Au quotidien, elle organise la collecte d’informations sensibles sur le terrain, produit des notes, part en mission à l’étranger. « Quand on me demande ce que je fais dans la vie, je dis que je suis au ministère des armées, et que mon travail n’est pas passionnant. En général, ça coupe la conversation. Même mes parents ignorent que je suis à la DGSE [direction générale du renseignement extérieur]. Je ne veux pas leur imposer le fardeau du secret », explique cette jeune diplômée d’un Institut d’études politiques (IEP).
Bien sûr, Myriam n’est pas son vrai prénom, mais c’est ainsi qu’elle se présente, cet après-midi de juin, boulevard Mortier, dans le 20e arrondissement de Paris. Chez les espions, on a l’habitude de travailler sous pseudo, même entre collègues.
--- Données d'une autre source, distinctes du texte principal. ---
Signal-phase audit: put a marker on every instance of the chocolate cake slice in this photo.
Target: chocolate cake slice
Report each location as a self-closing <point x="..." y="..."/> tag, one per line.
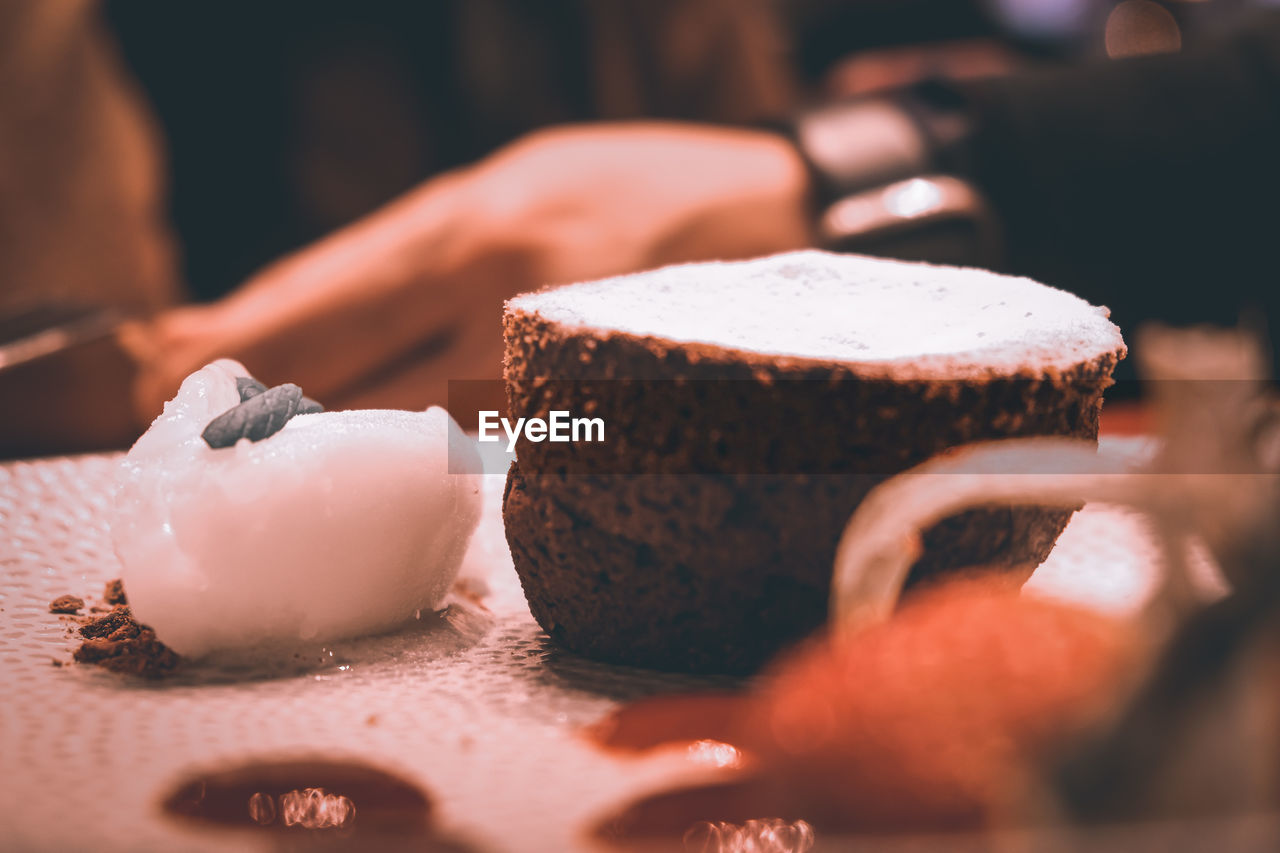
<point x="748" y="407"/>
Sandra, jeune développeuse informatique, affirme, elle aussi, à ses interlocuteurs travailler « au min’arm’ », métro Balard, dans le 15e arrondissement. Bien loin, donc, de la porte des Lilas, où elle se rend tous les matins. « Le plus relou, c’est d’avoir une légende qui tient la route sur les trajets. Donc, ça se travaille. Si je dis que je bosse à Balard, je dois connaître l’itinéraire, tel ou tel bar, le nom des rues… »
Faire entrer une journaliste au siège de la DGSE n’a rien de banal. Le feu vert témoigne de la volonté, pour la « boîte », d’entrouvrir sa porte à l’heure où elle doit recruter comme jamais au cours de son histoire, dans le cadre de la lutte contre le terrorisme et la cybercriminalité. D’ici à 2025, elle va créer 772 postes : des ingénieurs, des analystes, des linguistes, des surveillants… Avec les départs à la retraite, des centaines de personnes sont recrutées chaque année (450 en 2021). Une hausse des effectifs suivie d’un déménagement au Fort neuf de Vincennes, en 2028.
« De barbouze à fonctionnaire »
Mais comment communiquer alors qu’elle ne peut rien dire sur la réalité de ses métiers ? Tel est le défi de la DGSE, qui, depuis trois ans, diffuse ses annonces sur LinkedIn, gère une chaîne YouTube, tient des stands et organise des conférences dans des grandes écoles. Une révolution pour une direction marquée, selon l’historien du renseignement Bruno Fuligni, par une « très forte culture de la dissimulation, héritée de son ancêtre, le Secret du roi ».